We can’t ignore the critical need for transmission investment. Our nation won’t realize the full benefits of the transmission grid — enhanced efficiency, reliability and security and support for robust electricity markets — until we embrace regional and interregional transmission development through a competitive process.

We’ve made incremental progress, but parochial views about transmission ownership, planning and cost allocation are preventing our nation from having the most efficient, effective grid. State regulators should embrace their expanded role in the new transmission planning processes. Competitive regional and interregional planning will yield innovative solutions, ensure that we are making smart transmission investments and deliver lower-cost power for customers.

We need reasonable regulatory programs.

Fuel diversity and robust transmission become even more critical as we comply with the most aggressive EPA agenda since the formation of the agency, and try to keep the lights on.

The unprecedented set of EPA regulations focused on our industry will shutter up to a fifth of our nation’s coal-fueled generating capacity, add significant costs to nuclear plants and seriously tax grid reliability in just a few years—and that’s before they regulate carbon dioxide emissions.

It’s appropriate to seek continuing environmental improvement, but it’s time to begin balancing environmental desires with economic reality. A reasonable approach would account for the emission reductions already being made by our industry, include comprehensive analysis of the costs and benefits of the full suite of regulations, and be based on realistic compliance schedules that don’t impede economic progress. Done right, it is possible to meet environmental objectives in a way that greatly reduces the impact on consumers and the economy.

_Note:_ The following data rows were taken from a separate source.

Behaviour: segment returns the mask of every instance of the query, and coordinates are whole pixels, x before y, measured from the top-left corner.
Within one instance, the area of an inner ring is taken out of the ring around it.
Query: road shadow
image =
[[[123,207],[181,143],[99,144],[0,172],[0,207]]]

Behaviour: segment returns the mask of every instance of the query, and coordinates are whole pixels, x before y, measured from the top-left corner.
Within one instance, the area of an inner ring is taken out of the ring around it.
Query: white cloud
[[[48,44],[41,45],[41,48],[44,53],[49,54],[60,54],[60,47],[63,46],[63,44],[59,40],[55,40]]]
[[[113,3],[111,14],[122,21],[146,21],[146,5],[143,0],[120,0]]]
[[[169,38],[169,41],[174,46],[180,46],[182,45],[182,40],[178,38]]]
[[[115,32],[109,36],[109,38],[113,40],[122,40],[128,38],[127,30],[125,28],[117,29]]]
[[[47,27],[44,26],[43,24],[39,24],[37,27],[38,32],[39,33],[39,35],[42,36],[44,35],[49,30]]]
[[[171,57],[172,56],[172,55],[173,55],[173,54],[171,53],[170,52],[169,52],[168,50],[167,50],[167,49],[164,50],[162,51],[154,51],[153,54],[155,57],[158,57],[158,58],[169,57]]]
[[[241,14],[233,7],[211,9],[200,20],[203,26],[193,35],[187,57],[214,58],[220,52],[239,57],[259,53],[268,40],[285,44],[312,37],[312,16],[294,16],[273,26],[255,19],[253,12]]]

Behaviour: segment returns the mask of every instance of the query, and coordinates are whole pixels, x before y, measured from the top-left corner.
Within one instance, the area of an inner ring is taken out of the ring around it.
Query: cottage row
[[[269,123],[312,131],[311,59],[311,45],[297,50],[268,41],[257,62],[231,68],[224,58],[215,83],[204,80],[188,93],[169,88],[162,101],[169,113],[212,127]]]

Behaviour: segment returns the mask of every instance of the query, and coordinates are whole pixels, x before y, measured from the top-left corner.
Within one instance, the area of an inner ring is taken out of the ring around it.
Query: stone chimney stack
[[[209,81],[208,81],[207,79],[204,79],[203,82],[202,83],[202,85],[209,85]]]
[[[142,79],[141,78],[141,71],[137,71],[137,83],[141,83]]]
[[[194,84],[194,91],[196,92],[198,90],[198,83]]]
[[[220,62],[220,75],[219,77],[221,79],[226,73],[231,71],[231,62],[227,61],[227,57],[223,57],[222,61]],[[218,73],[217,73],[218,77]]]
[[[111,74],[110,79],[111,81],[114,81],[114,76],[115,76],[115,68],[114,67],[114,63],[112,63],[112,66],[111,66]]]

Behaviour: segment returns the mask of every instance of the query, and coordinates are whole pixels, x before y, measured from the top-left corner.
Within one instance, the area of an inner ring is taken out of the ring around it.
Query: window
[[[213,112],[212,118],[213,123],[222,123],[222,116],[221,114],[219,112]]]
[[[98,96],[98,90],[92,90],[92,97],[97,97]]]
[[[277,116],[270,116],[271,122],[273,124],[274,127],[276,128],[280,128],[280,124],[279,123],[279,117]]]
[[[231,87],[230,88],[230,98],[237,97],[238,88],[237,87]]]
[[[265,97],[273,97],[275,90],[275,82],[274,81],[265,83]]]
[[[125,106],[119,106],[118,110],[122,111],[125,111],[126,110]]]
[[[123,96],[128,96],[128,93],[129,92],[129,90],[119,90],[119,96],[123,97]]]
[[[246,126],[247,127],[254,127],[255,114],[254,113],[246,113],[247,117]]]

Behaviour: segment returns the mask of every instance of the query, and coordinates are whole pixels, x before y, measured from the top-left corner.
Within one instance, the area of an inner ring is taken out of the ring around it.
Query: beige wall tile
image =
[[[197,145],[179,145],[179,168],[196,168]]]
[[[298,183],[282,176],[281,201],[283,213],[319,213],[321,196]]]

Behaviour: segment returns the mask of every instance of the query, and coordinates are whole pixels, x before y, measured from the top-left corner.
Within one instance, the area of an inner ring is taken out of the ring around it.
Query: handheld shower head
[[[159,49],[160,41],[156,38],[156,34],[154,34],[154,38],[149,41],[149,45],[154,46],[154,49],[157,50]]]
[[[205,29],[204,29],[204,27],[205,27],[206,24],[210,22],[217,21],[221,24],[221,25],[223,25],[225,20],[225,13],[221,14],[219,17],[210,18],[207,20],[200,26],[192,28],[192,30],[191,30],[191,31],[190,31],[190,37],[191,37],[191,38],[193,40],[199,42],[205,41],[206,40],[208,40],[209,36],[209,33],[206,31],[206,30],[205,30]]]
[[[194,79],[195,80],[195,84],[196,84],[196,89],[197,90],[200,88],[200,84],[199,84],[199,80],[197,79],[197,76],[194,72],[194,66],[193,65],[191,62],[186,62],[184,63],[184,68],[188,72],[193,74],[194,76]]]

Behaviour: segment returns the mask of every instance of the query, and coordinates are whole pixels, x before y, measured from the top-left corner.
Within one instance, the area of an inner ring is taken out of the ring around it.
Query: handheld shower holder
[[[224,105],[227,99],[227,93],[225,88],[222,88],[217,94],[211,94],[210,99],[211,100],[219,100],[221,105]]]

Twenty-five years after joining an electric utility, I’m still excited and awed to be part of this industry. We’re a noble business, whose product brings comfort, warmth, nourishment, entertainment, energy and light to billions around the globe. The next decade will challenge our resilience and creativity with unmatched pressures from our customers, regulators, investors and employees. But it also provides an exciting opportunity to truly change and shape the future of our business. I look forward to seeing how it unfolds.